Allarme sicurezza a scuola, arriva il metal detector: ecco cosa ne pensano i presidi comaschi
Un provvedimento che risponde all’allarme sicurezza. Non un obbligo, vale la pena precisarlo: spetta ai dirigenti scolastici, a seconda delle specificità di ogni istituto, fare richiesta alle prefetture. Una stretta quella dei due ministeri che, di fatto, riconosce anche nelle scuole situazioni di disagio, marginalità, isolamento e illegalità, che talvolta sfociano in atteggiamenti gravi e violenti. Una risposta all’emergenza, anche se – come sottolineano i presidi comaschi – serve in primis puntare sulla prevenzione e offrire agli studenti punti di riferimento e valori educativi imprescindibili.
Gianluca Mandanici, preside del Setificio di Como, sottolinea che l’uso del metal detector nel suo istituto non è assolutamente necessario, ma potrebbe esserlo in altri contesti. “Si tratta – sottolinea il dirigente scolastico – di un deterrente, ma non è la soluzione. Servirebbero più misure di sicurezza e coordinamento, soprattutto all’esterno delle scuole. Il rischio emerge soprattutto prima o dopo le lezioni.
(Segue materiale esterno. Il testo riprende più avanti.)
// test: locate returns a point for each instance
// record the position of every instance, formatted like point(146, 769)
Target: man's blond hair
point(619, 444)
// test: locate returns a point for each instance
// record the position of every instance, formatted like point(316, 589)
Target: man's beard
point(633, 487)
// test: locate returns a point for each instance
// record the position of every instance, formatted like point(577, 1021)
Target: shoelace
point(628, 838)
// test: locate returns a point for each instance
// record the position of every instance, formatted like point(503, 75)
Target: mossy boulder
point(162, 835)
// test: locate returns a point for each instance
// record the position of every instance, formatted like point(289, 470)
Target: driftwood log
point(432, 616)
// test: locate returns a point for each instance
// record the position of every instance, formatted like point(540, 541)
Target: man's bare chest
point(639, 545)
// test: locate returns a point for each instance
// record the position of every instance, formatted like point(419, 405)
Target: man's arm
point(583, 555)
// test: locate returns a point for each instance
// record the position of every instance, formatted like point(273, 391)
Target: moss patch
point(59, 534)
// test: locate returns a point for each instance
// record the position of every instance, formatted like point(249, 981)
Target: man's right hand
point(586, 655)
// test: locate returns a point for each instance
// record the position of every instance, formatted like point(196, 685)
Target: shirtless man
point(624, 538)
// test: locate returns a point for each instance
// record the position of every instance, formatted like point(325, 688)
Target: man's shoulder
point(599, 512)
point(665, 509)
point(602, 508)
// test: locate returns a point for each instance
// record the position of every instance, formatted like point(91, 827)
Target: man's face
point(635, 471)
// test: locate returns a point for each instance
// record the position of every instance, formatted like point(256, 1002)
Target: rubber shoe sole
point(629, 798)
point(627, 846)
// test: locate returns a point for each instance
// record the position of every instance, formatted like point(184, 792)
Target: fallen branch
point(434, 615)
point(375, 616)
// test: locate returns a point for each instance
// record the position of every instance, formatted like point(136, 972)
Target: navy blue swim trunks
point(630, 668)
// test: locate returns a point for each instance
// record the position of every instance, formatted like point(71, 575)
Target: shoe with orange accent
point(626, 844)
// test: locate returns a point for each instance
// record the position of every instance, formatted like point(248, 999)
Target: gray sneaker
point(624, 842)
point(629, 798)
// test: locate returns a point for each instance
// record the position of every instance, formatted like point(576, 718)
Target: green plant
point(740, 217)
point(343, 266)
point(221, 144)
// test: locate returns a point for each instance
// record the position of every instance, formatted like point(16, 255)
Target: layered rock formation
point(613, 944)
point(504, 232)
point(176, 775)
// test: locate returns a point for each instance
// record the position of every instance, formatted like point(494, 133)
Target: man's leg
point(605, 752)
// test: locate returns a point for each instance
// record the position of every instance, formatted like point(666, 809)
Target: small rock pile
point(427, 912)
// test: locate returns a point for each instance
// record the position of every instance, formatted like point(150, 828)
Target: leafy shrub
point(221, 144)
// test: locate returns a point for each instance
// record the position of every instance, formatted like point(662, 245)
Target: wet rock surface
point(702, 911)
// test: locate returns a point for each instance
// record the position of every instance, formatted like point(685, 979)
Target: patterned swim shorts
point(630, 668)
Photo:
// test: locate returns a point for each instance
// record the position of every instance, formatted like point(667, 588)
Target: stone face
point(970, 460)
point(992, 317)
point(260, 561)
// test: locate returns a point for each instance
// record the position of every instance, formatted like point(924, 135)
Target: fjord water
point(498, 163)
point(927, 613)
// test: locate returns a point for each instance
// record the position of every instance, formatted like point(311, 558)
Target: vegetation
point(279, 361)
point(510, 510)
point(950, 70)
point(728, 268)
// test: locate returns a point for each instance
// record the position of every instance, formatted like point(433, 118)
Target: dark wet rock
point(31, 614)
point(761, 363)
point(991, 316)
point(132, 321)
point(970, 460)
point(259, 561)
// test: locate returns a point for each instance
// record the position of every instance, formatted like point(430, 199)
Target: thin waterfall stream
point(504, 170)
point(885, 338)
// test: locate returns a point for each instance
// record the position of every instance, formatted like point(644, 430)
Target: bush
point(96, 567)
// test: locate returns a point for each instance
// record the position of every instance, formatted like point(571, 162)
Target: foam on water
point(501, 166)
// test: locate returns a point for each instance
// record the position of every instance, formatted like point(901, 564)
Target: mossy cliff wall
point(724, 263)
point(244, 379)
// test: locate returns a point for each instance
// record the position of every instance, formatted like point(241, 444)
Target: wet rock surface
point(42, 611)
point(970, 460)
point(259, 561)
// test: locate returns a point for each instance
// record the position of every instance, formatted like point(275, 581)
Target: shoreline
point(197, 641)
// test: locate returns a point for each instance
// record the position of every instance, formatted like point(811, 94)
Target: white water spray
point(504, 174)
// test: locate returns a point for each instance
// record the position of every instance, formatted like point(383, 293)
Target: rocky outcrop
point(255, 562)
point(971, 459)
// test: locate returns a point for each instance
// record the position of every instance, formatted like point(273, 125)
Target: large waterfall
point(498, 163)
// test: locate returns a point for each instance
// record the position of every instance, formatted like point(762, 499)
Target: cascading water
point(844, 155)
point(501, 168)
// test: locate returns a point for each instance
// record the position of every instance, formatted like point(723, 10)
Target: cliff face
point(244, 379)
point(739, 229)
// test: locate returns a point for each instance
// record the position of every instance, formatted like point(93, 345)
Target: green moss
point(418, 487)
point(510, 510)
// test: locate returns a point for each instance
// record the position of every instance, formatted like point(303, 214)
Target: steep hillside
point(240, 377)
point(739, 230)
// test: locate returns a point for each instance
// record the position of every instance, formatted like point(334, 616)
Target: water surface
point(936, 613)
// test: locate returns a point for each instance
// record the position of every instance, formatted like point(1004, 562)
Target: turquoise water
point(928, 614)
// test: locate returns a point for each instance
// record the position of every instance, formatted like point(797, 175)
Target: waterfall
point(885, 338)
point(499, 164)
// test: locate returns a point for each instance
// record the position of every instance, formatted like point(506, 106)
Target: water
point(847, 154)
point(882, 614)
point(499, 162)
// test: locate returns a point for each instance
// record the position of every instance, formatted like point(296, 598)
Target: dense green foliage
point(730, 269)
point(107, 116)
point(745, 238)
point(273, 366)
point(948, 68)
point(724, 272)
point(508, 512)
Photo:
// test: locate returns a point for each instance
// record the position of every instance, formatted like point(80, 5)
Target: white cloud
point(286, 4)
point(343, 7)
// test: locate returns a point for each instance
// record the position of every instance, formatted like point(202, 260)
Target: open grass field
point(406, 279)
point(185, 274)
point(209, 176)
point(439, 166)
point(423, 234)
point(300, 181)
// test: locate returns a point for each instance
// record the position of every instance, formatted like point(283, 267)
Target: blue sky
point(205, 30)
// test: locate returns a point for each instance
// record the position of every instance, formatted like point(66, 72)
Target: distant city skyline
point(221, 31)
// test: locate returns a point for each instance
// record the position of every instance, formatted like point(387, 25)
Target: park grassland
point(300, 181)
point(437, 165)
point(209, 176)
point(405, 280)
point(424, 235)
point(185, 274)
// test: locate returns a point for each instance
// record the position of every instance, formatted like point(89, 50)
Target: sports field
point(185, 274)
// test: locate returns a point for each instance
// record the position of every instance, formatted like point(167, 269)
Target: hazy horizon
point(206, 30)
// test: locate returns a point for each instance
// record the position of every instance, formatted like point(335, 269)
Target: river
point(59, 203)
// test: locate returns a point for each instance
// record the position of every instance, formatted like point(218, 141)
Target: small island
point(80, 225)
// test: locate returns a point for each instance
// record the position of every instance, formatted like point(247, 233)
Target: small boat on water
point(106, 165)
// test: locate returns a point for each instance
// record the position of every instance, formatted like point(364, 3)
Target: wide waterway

Servirebbe maggiore sorveglianza”, ribadisce Mandanici.
Lo sottolinea anche il preside del liceo Giovio di Como, Gian Maria Rovelli. “Il mio istituto vive fortunatamente una situazione tranquilla. Gli alunni mostrano massimo rispetto delle regole e, in aggiunta, portiamo avanti una serie di iniziative per sensibilizzare ulteriormente i più giovani. I nostri alunni hanno già delle ottime basi, che noi vogliamo coltivare con altri progetti di prevenzione ed educazione”. “Le premesse della circolare ministeriale sono ragionevoli – precisa ancora il dirigente scolastico – ma non bisogna generalizzare. Il provvedimento va calato in ogni realtà”. Lo ha sottolineato nelle scorse settimane anche il presidente nazionale dei pedagogisti, Alessandro Prisciandaro.